Train wrecks, even one that appears to be happening in slow motion, usually are ‘shocking’. Great speech by Chomsky, especially the climate change segment:

…maybe humans are somehow trying to fulfill a prediction of great American biologist who died recently, Ernst Mayr. He argued years ago that intelligence seems to be a lethal mutation. He—and he had some pretty good evidence. There’s a notion of biological success, which is how many of you are there around. You know, that’s biological success. And he pointed out that if you look at the tens of billions of species in human—in world history, the ones that are very successful are the ones that mutate very quickly, like bacteria, or the ones that have a fixed ecological niche, like beetles.
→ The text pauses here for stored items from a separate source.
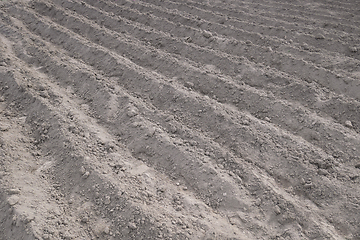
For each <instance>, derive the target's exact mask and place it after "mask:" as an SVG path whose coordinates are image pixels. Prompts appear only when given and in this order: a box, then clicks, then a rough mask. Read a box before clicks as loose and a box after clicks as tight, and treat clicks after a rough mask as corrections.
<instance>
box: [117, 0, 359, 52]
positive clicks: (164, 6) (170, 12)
mask: <svg viewBox="0 0 360 240" xmlns="http://www.w3.org/2000/svg"><path fill="white" fill-rule="evenodd" d="M149 1H150V0H149ZM151 2H152V3H153V4H156V5H160V6H156V7H155V5H153V4H136V5H135V4H131V7H130V8H131V9H137V10H139V11H140V12H151V14H152V15H155V16H157V17H160V18H166V19H168V20H169V21H172V22H174V24H177V23H179V22H180V23H182V24H184V25H185V26H190V27H193V28H198V27H199V28H200V29H202V30H209V31H212V32H215V33H217V34H220V35H223V36H226V37H233V38H235V39H238V40H241V41H249V40H250V41H251V42H252V43H254V44H256V45H259V46H264V47H265V46H275V47H277V46H278V45H281V44H282V43H281V42H279V41H276V39H274V38H273V37H272V38H269V37H264V36H262V35H259V34H258V33H254V32H253V31H251V32H247V31H244V30H243V29H238V28H232V27H230V28H229V27H226V26H224V25H222V24H218V23H216V22H211V18H210V22H209V21H207V20H204V19H201V21H200V20H197V19H191V18H192V17H193V15H187V14H186V13H185V12H179V11H173V10H170V9H166V8H165V7H168V6H170V5H171V7H176V6H172V5H174V4H171V3H167V4H160V3H159V2H157V1H151ZM125 3H126V1H125V0H123V1H120V2H119V1H117V2H116V4H125ZM128 5H129V6H130V4H128ZM195 16H196V15H195ZM199 18H200V16H199ZM299 38H300V40H301V41H302V42H304V43H310V44H311V45H314V46H316V47H317V48H320V49H326V50H328V51H333V52H338V53H342V54H346V55H348V56H349V57H353V58H356V59H358V58H360V56H357V55H356V54H349V52H350V50H349V46H347V44H345V43H343V42H341V41H339V40H338V41H334V40H333V39H321V40H316V38H317V36H309V35H305V34H304V35H301V36H299ZM272 42H274V43H272Z"/></svg>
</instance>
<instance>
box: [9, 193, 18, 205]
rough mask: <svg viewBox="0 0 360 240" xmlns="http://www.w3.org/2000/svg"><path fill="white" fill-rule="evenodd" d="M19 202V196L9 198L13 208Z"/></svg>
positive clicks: (16, 195) (10, 204)
mask: <svg viewBox="0 0 360 240" xmlns="http://www.w3.org/2000/svg"><path fill="white" fill-rule="evenodd" d="M19 200H20V198H19V196H17V195H13V196H11V197H9V198H8V202H9V204H10V205H11V206H14V205H15V204H17V203H18V202H19Z"/></svg>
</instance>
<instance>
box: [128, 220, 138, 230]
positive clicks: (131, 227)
mask: <svg viewBox="0 0 360 240" xmlns="http://www.w3.org/2000/svg"><path fill="white" fill-rule="evenodd" d="M128 227H129V228H130V229H131V230H135V229H137V226H136V224H135V223H133V222H129V224H128Z"/></svg>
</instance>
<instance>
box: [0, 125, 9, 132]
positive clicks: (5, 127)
mask: <svg viewBox="0 0 360 240" xmlns="http://www.w3.org/2000/svg"><path fill="white" fill-rule="evenodd" d="M9 129H10V124H6V123H0V131H2V132H6V131H8V130H9Z"/></svg>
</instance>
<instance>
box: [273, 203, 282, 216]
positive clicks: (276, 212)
mask: <svg viewBox="0 0 360 240" xmlns="http://www.w3.org/2000/svg"><path fill="white" fill-rule="evenodd" d="M274 212H275V214H276V215H279V214H280V213H281V208H280V207H279V206H277V205H276V206H275V208H274Z"/></svg>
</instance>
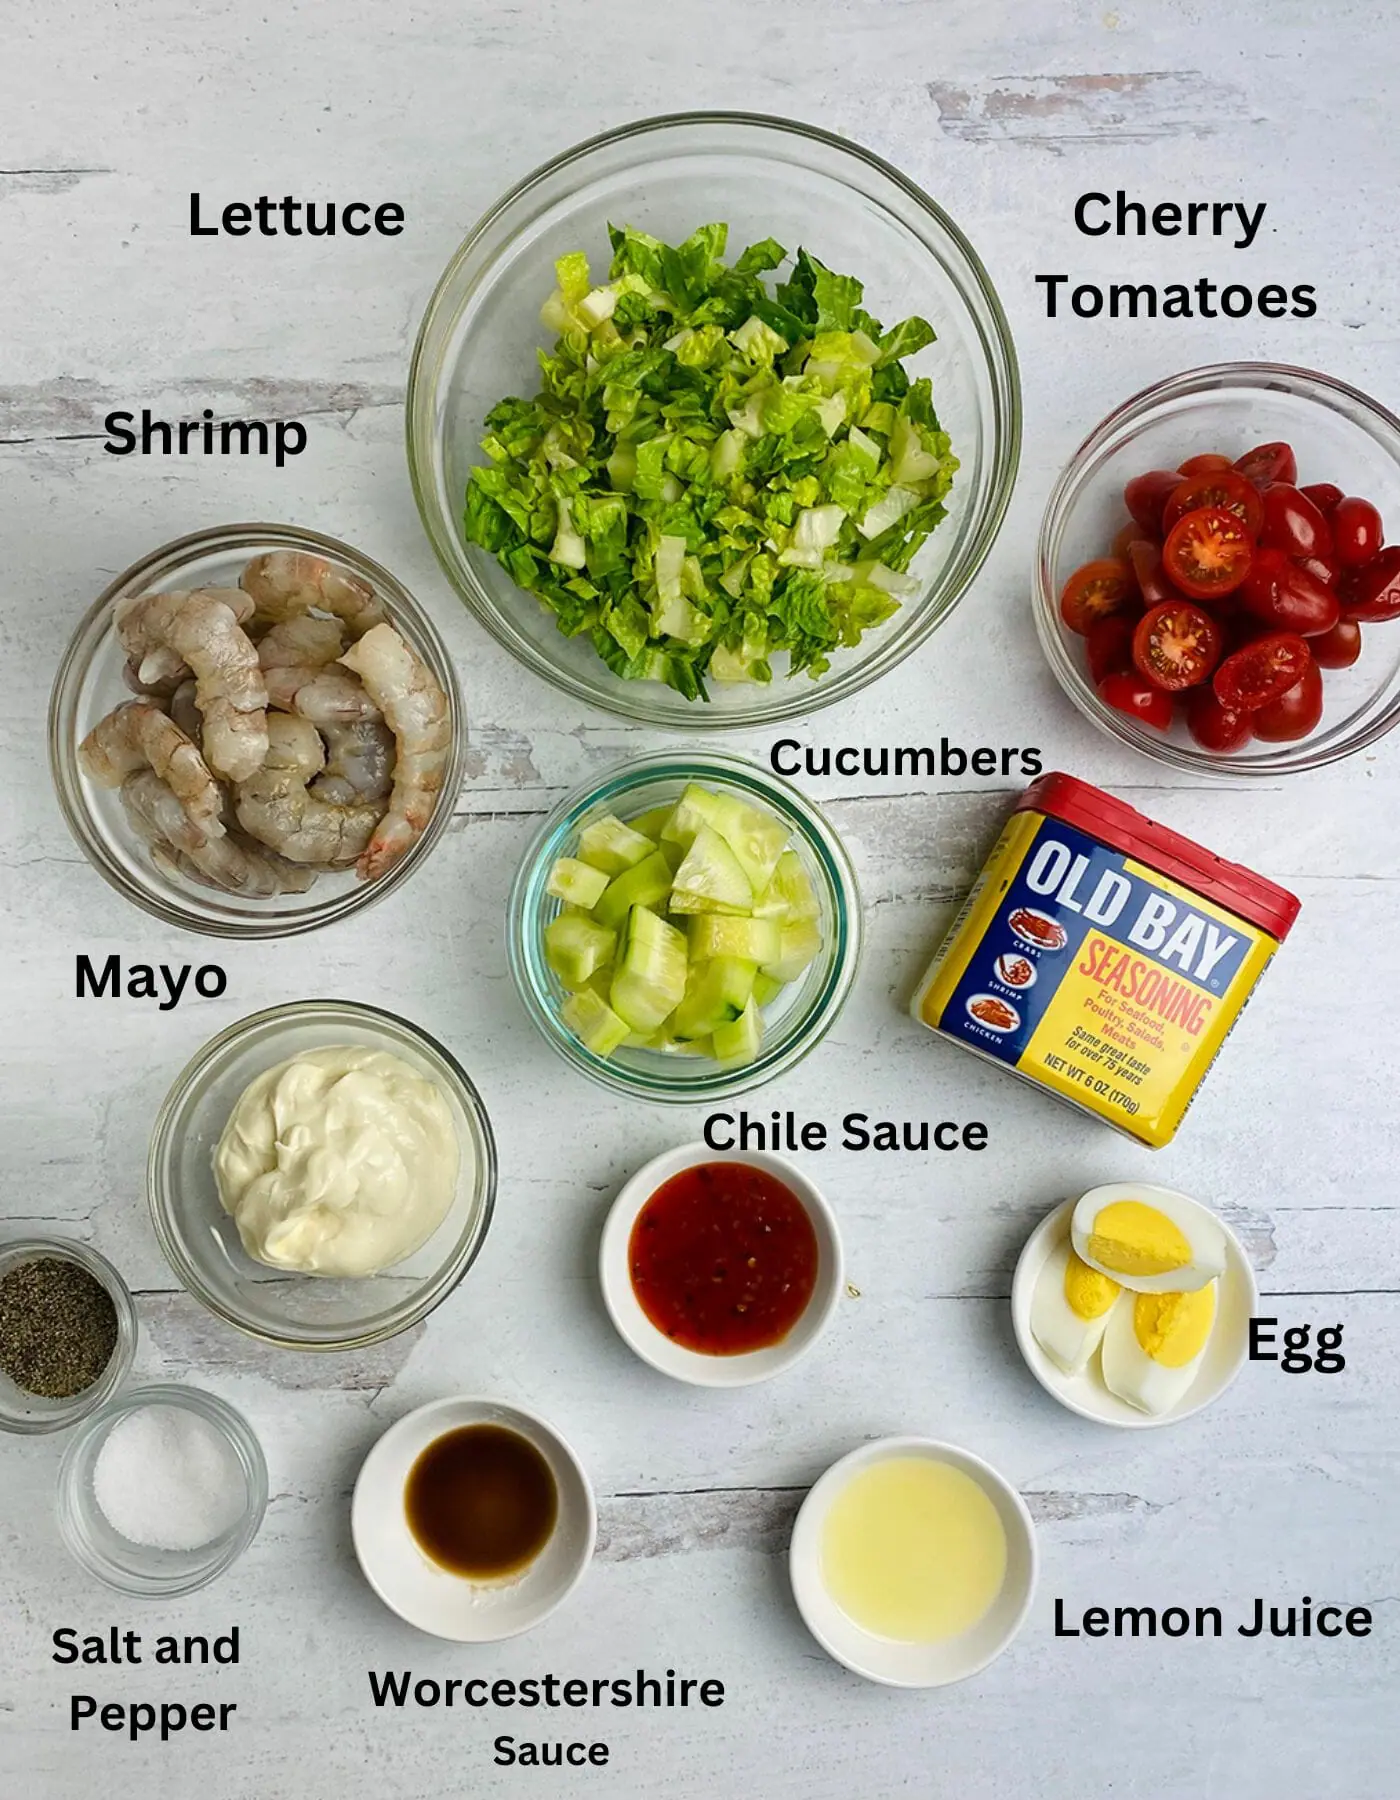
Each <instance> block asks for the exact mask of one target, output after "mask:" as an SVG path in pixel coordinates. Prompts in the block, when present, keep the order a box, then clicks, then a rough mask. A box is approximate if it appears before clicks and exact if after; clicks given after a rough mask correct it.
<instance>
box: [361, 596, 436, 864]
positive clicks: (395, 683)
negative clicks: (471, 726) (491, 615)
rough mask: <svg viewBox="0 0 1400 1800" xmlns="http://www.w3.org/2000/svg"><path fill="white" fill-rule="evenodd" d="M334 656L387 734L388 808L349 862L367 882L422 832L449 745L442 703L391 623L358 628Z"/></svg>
mask: <svg viewBox="0 0 1400 1800" xmlns="http://www.w3.org/2000/svg"><path fill="white" fill-rule="evenodd" d="M340 661H342V662H344V666H346V668H347V670H353V671H354V673H356V675H358V677H360V680H362V682H363V684H365V691H367V693H369V698H371V700H372V702H374V704H376V706H378V709H380V711H381V713H383V718H385V724H387V725H389V729H390V731H392V733H394V747H396V756H394V787H392V792H390V796H389V810H387V812H385V815H383V817H381V819H380V823H378V826H376V830H374V835H372V837H371V841H369V844H367V846H365V850H363V855H362V857H360V860H358V862H356V873H358V875H360V877H362V880H374V878H376V877H380V875H383V873H385V869H389V868H392V864H394V862H398V859H399V857H401V855H403V853H405V851H407V850H408V846H410V844H414V842H416V841H417V839H419V837H421V835H423V830H425V826H426V823H428V819H430V817H432V808H434V803H435V799H437V796H439V792H441V788H443V774H444V770H446V761H448V749H450V743H452V725H450V722H448V702H446V695H444V693H443V689H441V688H439V686H437V679H435V675H434V673H432V670H430V668H428V666H426V662H425V661H423V659H421V657H419V655H417V652H416V650H412V648H410V646H408V644H407V643H405V641H403V639H401V637H399V634H398V632H396V630H394V626H392V625H376V626H374V628H372V630H369V632H365V635H363V637H362V639H360V641H358V643H356V644H351V648H349V650H347V652H346V653H344V657H340Z"/></svg>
They seem to make out fine. But as you move up the scale of what we call intelligence, success declines steadily. When you get up to mammals, it’s very low. There are very few of them around. I mean, there’s a lot of cows; it’s only because we domesticate them. When you get to humans, it’s the same. ‘Til very recently, much too recent a time to show up in any evolutionary accounting, humans were very scattered. There were plenty of other hominids, but they disappeared, probably because humans exterminated them, but nobody knows for sure. Anyhow, maybe we’re trying to show that humans just fit into the general pattern. We can exterminate ourselves, too, the rest of the world with us, and we’re hell bent on it right now…
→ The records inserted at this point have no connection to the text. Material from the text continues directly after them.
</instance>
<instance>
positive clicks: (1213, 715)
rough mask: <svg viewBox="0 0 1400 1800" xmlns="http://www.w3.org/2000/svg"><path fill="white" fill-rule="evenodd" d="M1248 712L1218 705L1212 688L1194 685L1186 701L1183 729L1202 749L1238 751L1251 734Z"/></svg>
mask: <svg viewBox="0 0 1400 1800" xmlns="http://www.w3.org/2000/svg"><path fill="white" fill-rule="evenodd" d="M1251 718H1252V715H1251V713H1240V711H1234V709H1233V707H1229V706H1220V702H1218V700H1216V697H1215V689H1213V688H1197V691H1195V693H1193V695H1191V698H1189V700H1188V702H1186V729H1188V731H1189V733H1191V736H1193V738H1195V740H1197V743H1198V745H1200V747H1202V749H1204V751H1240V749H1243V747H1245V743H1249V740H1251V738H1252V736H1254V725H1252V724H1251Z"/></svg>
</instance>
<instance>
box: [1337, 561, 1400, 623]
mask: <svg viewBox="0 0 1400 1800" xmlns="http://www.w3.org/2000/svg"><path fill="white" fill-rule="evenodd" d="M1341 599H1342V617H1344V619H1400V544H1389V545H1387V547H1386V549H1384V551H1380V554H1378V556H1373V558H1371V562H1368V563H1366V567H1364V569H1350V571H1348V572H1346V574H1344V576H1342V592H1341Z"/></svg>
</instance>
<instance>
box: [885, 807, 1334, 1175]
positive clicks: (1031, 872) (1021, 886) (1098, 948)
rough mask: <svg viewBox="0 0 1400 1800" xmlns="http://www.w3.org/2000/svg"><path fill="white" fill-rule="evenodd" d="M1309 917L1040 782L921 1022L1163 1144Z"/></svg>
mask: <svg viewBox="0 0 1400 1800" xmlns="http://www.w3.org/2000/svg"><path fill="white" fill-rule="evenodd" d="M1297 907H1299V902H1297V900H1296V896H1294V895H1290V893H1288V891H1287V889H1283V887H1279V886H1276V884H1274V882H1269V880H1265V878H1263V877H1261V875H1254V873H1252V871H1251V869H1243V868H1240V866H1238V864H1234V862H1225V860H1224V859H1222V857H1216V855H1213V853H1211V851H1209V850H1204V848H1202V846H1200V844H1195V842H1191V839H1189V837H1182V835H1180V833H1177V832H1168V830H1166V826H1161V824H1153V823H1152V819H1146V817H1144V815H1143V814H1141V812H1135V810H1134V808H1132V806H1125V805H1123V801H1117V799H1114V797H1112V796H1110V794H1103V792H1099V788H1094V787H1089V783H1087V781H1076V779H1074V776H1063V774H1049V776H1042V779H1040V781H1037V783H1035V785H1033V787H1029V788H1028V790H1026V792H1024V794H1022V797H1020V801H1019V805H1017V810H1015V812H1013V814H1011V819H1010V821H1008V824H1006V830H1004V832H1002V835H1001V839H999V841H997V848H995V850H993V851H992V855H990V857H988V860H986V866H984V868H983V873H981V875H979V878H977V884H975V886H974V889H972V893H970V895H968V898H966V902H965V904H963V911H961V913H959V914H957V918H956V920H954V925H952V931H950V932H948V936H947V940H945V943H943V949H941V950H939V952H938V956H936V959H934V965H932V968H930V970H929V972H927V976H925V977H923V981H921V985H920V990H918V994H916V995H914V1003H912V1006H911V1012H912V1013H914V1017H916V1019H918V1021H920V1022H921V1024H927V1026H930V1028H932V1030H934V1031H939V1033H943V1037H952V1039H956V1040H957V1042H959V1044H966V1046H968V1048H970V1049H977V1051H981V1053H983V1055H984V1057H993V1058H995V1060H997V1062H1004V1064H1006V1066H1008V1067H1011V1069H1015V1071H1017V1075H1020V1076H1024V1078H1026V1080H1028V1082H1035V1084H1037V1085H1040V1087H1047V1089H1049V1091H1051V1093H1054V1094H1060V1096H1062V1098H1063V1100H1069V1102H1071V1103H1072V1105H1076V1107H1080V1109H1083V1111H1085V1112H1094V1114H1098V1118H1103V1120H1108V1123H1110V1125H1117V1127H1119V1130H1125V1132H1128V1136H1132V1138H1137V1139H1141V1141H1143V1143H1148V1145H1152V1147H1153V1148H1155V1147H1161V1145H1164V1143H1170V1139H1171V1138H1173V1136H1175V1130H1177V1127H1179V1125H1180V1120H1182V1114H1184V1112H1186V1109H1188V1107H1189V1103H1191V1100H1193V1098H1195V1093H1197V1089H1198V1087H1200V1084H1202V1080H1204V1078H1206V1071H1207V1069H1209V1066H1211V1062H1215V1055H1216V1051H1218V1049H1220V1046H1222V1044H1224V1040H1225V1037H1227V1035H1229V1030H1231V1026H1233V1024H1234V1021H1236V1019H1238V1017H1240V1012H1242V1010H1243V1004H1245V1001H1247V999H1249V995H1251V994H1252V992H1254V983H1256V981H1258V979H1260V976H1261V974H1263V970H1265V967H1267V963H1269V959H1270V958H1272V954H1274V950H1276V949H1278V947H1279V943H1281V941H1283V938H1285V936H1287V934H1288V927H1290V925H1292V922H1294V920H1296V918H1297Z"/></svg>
I’ll have to read up on Ernst Mayr.

…more of Chomsky on Mayr and the extinction of man:

…organisms that do quite well are those that mutate very quickly, like bacteria, or those that are stuck in a fixed ecological niche, like beetles. They do fine. And they may survive the environmental crisis. But as you go up the scale of what we call intelligence, they are less and less successful. By the time you get to mammals, there are very few of them as compared with, say, insects. By the time you get to humans, the origin of humans may be 100,000 years ago, there is a very small group. We are kind of misled now because there are a lot of humans around, but that’s a matter of a few thousand years, which is meaningless from an evolutionary point of view. His argument was, you’re just not going to find intelligent life elsewhere, and you probably won’t find it here for very long either because it’s just a lethal mutation. He also added, a little bit ominously, that the average life span of a species, of the billions that have existed, is about 100,000 years, which is roughly the length of time that modern humans have existed.
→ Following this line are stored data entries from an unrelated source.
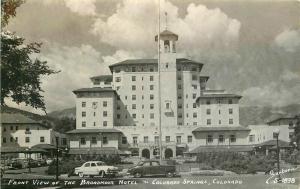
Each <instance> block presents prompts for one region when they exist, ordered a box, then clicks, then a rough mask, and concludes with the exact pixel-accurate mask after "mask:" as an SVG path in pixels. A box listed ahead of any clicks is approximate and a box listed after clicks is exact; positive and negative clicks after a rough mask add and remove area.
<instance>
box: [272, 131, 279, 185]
mask: <svg viewBox="0 0 300 189" xmlns="http://www.w3.org/2000/svg"><path fill="white" fill-rule="evenodd" d="M279 133H280V130H279V129H275V130H274V132H273V134H274V136H275V137H276V144H277V169H278V170H277V173H278V183H280V182H281V176H280V174H279V171H280V164H279V144H278V138H279Z"/></svg>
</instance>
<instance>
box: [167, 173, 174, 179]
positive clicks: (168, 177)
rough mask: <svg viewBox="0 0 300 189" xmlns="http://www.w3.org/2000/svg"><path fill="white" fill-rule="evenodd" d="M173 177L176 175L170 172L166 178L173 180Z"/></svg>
mask: <svg viewBox="0 0 300 189" xmlns="http://www.w3.org/2000/svg"><path fill="white" fill-rule="evenodd" d="M173 176H174V174H173V173H171V172H168V173H167V174H166V177H168V178H171V177H173Z"/></svg>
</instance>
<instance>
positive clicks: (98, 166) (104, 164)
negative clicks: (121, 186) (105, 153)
mask: <svg viewBox="0 0 300 189" xmlns="http://www.w3.org/2000/svg"><path fill="white" fill-rule="evenodd" d="M74 173H75V174H76V175H78V176H79V177H84V176H100V177H105V176H116V174H117V173H118V167H114V166H108V165H106V164H105V163H104V162H102V161H88V162H85V163H84V164H83V165H82V166H81V167H76V168H75V170H74Z"/></svg>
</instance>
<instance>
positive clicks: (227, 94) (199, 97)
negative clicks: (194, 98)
mask: <svg viewBox="0 0 300 189" xmlns="http://www.w3.org/2000/svg"><path fill="white" fill-rule="evenodd" d="M200 98H242V96H240V95H236V94H203V95H201V96H199V97H198V99H197V100H199V99H200Z"/></svg>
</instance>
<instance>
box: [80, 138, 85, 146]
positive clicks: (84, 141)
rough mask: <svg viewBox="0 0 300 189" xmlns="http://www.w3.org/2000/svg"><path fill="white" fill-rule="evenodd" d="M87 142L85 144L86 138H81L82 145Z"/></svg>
mask: <svg viewBox="0 0 300 189" xmlns="http://www.w3.org/2000/svg"><path fill="white" fill-rule="evenodd" d="M85 143H86V142H85V138H84V137H82V138H80V144H83V145H84V144H85Z"/></svg>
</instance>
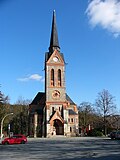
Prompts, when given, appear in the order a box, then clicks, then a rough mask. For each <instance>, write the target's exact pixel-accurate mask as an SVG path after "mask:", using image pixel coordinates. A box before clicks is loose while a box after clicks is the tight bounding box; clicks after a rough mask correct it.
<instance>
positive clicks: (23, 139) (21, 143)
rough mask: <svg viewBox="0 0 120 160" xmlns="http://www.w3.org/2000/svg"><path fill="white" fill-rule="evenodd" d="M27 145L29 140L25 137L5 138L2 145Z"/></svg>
mask: <svg viewBox="0 0 120 160" xmlns="http://www.w3.org/2000/svg"><path fill="white" fill-rule="evenodd" d="M25 143H27V138H26V137H25V136H24V135H21V134H19V135H13V136H12V137H9V138H5V139H4V140H3V141H2V144H25Z"/></svg>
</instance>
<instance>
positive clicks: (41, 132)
mask: <svg viewBox="0 0 120 160" xmlns="http://www.w3.org/2000/svg"><path fill="white" fill-rule="evenodd" d="M65 65H66V63H65V59H64V55H63V53H61V52H60V46H59V41H58V33H57V26H56V14H55V11H53V19H52V30H51V37H50V46H49V51H48V52H46V53H45V66H44V67H45V68H44V71H45V92H38V93H37V95H36V96H35V98H34V99H33V101H32V103H31V104H30V105H29V136H30V137H52V136H58V135H63V136H76V135H77V134H78V109H77V106H76V104H75V103H74V102H73V101H72V99H71V98H70V97H69V96H68V94H67V93H66V84H65Z"/></svg>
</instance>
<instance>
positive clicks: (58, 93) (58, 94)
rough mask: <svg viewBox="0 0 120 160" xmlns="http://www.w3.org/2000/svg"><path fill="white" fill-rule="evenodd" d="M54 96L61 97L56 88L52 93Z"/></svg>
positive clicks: (53, 95)
mask: <svg viewBox="0 0 120 160" xmlns="http://www.w3.org/2000/svg"><path fill="white" fill-rule="evenodd" d="M52 97H53V98H54V99H58V98H60V92H59V91H58V90H54V91H53V93H52Z"/></svg>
With the environmental crisis, we’re now in a situation where we can decide whether Mayr was right or not. If nothing significant is done about it, and pretty quickly, then he will have been correct: human intelligence is indeed a lethal mutation. Maybe some humans will survive, but it will be scattered and nothing like a decent existence, and we’ll take a lot of the rest of the living world along with us.

So is anything going to be done about it? The prospects are not very auspicious. As you know, there was an international conference on this last December. A total disaster. Nothing came out of it. The emerging economies, China, India, and others, argued that it’s unfair for them to bear the burden of a couple hundred years of environmental destruction by the currently rich and developed societies. That’s a credible argument. But it’s one of these cases where you can win the battle and lose the war. The argument isn’t going to be very helpful to them if, in fact, the environmental crisis advances and a viable society goes with it…

By all accounts, we appear to be racing toward our own expiration date.